Mr. Webb: To ask the Secretary of State for Work and Pensions if he will set out his strategy for identifying those who have failed to claim their entitlement for Winter Fuel Payments in the winters of (a) 1997-98, (b) 1998-99 and (c) 1999-2000; and if he will set out the reasons for which a deadline was applied to claims for winter 2000-01. 
Mr. McCartney: An information campaign, beginning in April 2000, aimed to ensure that existing and potential customers were aware of the changes to the scheme and what, if any, action was required. It has included: advertisements in national and local press; a leaflet and poster, made available in a variety of venues, including local social security offices, post offices, supermarkets and doctors' surgeries; a dedicated Winter Fuel Payment Helpline; and information on the internet. A mailshot was also undertaken, beginning in early May 2000, to people we could identify as being newly eligible, with an invitation to make a claim.

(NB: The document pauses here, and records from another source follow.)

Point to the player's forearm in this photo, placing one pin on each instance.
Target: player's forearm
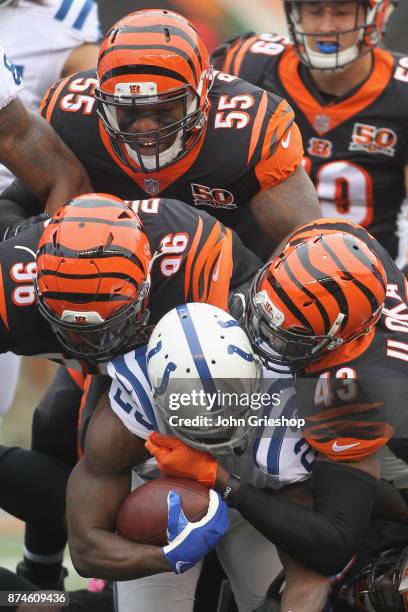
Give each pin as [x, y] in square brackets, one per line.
[101, 554]
[325, 537]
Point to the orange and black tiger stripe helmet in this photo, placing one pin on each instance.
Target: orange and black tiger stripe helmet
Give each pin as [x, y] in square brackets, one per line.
[93, 276]
[321, 291]
[147, 59]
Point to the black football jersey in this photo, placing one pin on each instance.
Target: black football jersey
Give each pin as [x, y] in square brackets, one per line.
[199, 260]
[239, 154]
[356, 146]
[356, 398]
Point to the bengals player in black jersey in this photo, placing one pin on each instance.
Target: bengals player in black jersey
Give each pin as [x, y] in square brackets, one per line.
[349, 98]
[333, 307]
[155, 119]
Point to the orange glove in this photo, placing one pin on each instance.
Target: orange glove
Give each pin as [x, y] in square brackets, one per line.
[175, 458]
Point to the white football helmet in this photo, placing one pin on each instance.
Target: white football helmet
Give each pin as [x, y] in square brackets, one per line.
[198, 352]
[329, 57]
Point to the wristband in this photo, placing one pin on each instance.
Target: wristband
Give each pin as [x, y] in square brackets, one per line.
[230, 489]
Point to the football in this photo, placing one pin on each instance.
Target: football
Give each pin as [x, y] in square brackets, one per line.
[142, 517]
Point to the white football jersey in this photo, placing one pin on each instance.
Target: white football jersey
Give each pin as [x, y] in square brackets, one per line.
[39, 39]
[11, 82]
[278, 456]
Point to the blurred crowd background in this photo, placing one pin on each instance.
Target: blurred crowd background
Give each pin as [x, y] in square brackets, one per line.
[216, 20]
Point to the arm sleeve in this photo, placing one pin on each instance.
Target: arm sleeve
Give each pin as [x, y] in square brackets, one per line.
[326, 536]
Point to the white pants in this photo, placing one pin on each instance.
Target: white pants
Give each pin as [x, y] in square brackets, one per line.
[9, 371]
[250, 561]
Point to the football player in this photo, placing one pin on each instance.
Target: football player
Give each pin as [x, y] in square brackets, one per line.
[332, 307]
[32, 151]
[349, 97]
[195, 347]
[155, 119]
[47, 40]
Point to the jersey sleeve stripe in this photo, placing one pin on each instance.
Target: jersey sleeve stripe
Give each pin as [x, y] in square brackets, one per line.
[63, 10]
[229, 57]
[191, 255]
[258, 123]
[53, 100]
[83, 14]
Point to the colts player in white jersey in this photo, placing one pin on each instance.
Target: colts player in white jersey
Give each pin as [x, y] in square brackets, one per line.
[48, 39]
[205, 346]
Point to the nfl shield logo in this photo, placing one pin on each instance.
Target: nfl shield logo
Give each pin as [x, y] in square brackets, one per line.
[322, 123]
[152, 186]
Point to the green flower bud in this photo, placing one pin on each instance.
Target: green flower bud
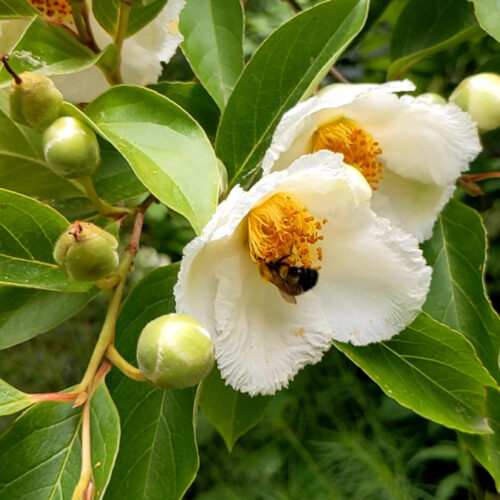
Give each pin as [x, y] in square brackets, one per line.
[71, 148]
[175, 351]
[479, 95]
[432, 98]
[87, 252]
[34, 101]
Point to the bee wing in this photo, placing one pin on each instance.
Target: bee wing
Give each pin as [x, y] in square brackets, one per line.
[289, 298]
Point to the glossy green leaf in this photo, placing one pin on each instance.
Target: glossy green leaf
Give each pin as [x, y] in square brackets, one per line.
[231, 412]
[486, 448]
[107, 11]
[285, 69]
[169, 152]
[28, 231]
[25, 313]
[213, 44]
[457, 252]
[426, 27]
[16, 8]
[40, 454]
[193, 98]
[48, 49]
[12, 400]
[158, 457]
[431, 369]
[488, 15]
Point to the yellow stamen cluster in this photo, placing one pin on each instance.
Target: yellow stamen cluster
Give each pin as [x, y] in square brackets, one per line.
[282, 229]
[57, 10]
[358, 147]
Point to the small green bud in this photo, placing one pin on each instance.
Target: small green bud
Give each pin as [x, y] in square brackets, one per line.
[479, 95]
[71, 148]
[175, 351]
[87, 252]
[35, 101]
[432, 98]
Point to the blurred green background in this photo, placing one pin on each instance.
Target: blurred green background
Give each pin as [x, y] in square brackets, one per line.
[333, 434]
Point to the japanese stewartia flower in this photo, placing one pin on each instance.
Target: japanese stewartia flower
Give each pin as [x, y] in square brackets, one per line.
[479, 95]
[174, 351]
[142, 52]
[411, 151]
[299, 260]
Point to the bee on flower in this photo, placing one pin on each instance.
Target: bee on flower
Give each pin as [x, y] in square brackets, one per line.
[142, 53]
[299, 260]
[411, 151]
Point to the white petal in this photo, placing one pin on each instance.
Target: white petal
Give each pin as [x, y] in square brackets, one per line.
[83, 86]
[432, 143]
[195, 288]
[412, 205]
[293, 134]
[263, 341]
[374, 278]
[172, 37]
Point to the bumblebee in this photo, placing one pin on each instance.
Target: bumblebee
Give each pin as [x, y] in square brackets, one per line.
[290, 280]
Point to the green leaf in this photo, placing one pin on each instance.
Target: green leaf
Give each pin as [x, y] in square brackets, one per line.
[457, 298]
[169, 152]
[231, 412]
[16, 8]
[28, 232]
[213, 44]
[12, 400]
[431, 369]
[195, 100]
[285, 69]
[40, 454]
[426, 27]
[158, 456]
[25, 313]
[488, 15]
[50, 50]
[485, 448]
[22, 166]
[107, 11]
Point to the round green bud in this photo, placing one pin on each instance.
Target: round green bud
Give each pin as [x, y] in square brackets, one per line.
[175, 351]
[223, 180]
[87, 252]
[71, 149]
[35, 101]
[479, 95]
[432, 98]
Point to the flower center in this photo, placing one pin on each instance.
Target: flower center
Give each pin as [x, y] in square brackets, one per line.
[358, 147]
[283, 230]
[58, 10]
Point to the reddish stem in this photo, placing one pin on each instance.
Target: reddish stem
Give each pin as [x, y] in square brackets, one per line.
[481, 177]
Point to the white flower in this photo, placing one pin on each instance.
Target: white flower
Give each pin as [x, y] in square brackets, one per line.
[411, 151]
[372, 282]
[142, 53]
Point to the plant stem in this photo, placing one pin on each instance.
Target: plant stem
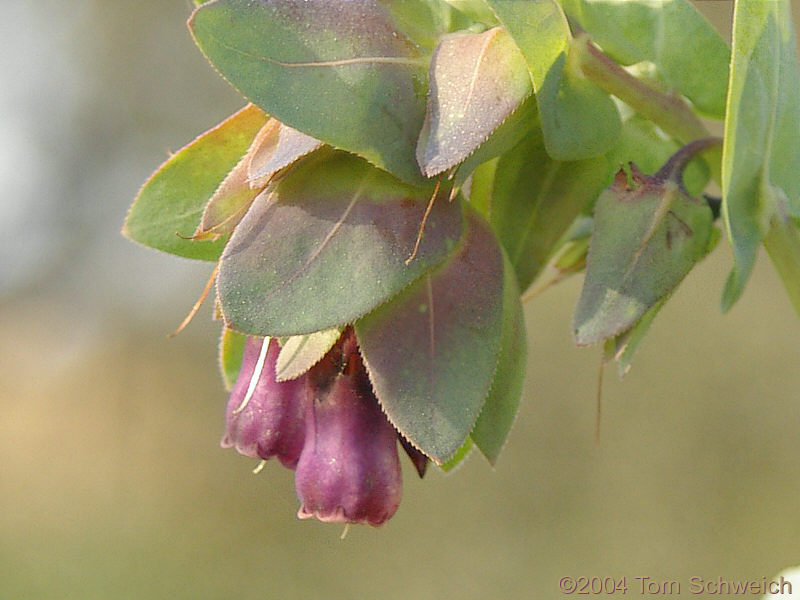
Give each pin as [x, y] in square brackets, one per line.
[673, 168]
[665, 110]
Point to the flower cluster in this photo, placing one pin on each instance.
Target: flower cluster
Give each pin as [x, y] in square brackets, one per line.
[327, 425]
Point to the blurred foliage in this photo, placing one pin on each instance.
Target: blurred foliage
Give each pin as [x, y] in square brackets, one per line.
[113, 485]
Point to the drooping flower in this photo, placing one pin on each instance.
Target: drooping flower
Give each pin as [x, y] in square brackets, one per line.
[265, 417]
[349, 471]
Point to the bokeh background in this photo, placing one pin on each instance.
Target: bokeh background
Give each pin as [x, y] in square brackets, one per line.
[112, 484]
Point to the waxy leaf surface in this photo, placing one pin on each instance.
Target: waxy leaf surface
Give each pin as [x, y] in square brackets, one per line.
[689, 54]
[760, 175]
[475, 81]
[171, 202]
[337, 70]
[301, 352]
[535, 199]
[233, 196]
[498, 413]
[328, 245]
[578, 119]
[283, 147]
[231, 350]
[432, 351]
[645, 241]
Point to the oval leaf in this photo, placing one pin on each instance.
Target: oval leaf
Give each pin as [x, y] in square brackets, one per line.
[336, 70]
[431, 352]
[283, 148]
[329, 245]
[171, 202]
[762, 144]
[672, 35]
[535, 199]
[578, 119]
[498, 413]
[301, 352]
[475, 81]
[645, 241]
[231, 199]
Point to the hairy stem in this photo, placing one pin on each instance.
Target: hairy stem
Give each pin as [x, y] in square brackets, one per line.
[665, 110]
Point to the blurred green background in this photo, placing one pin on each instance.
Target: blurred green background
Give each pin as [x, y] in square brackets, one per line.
[112, 484]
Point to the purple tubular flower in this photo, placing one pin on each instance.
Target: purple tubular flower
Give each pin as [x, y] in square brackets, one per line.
[264, 417]
[349, 471]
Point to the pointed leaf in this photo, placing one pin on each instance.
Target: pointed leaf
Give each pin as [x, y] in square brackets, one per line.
[645, 241]
[475, 81]
[577, 118]
[623, 347]
[233, 196]
[170, 203]
[339, 71]
[431, 352]
[641, 142]
[535, 199]
[231, 350]
[458, 457]
[507, 135]
[685, 49]
[301, 352]
[284, 147]
[330, 245]
[495, 421]
[762, 133]
[425, 21]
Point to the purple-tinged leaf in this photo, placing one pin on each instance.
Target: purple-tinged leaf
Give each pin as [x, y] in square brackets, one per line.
[329, 245]
[432, 351]
[233, 196]
[498, 413]
[283, 148]
[645, 241]
[475, 81]
[337, 70]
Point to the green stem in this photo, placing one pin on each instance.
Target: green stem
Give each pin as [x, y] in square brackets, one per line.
[673, 168]
[667, 111]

The deadline imposed for winter 2000 payments allowed a period for claiming of almost a year from when the information campaign began, it is not unreasonable to assume that those who want to claim have claimed.
Mr. Webb: To ask the Secretary of State for Work and Pensions if he will estimate the value of unclaimed Winter Fuel Payments for the winter of 2000-01 and the number of entitled recipients who failed to claim their entitlement by the 31 March deadline. 
Mr. McCartney: We received and paid around 1.3 million Winter Fuel Payment claims for last winter. We estimated that up to 1.5 million people could have been eligible who would need to claim. Because this figure is an estimate, it is not possible to provide a reliable figure of either the value of unclaimed payments, or of those who did not claim.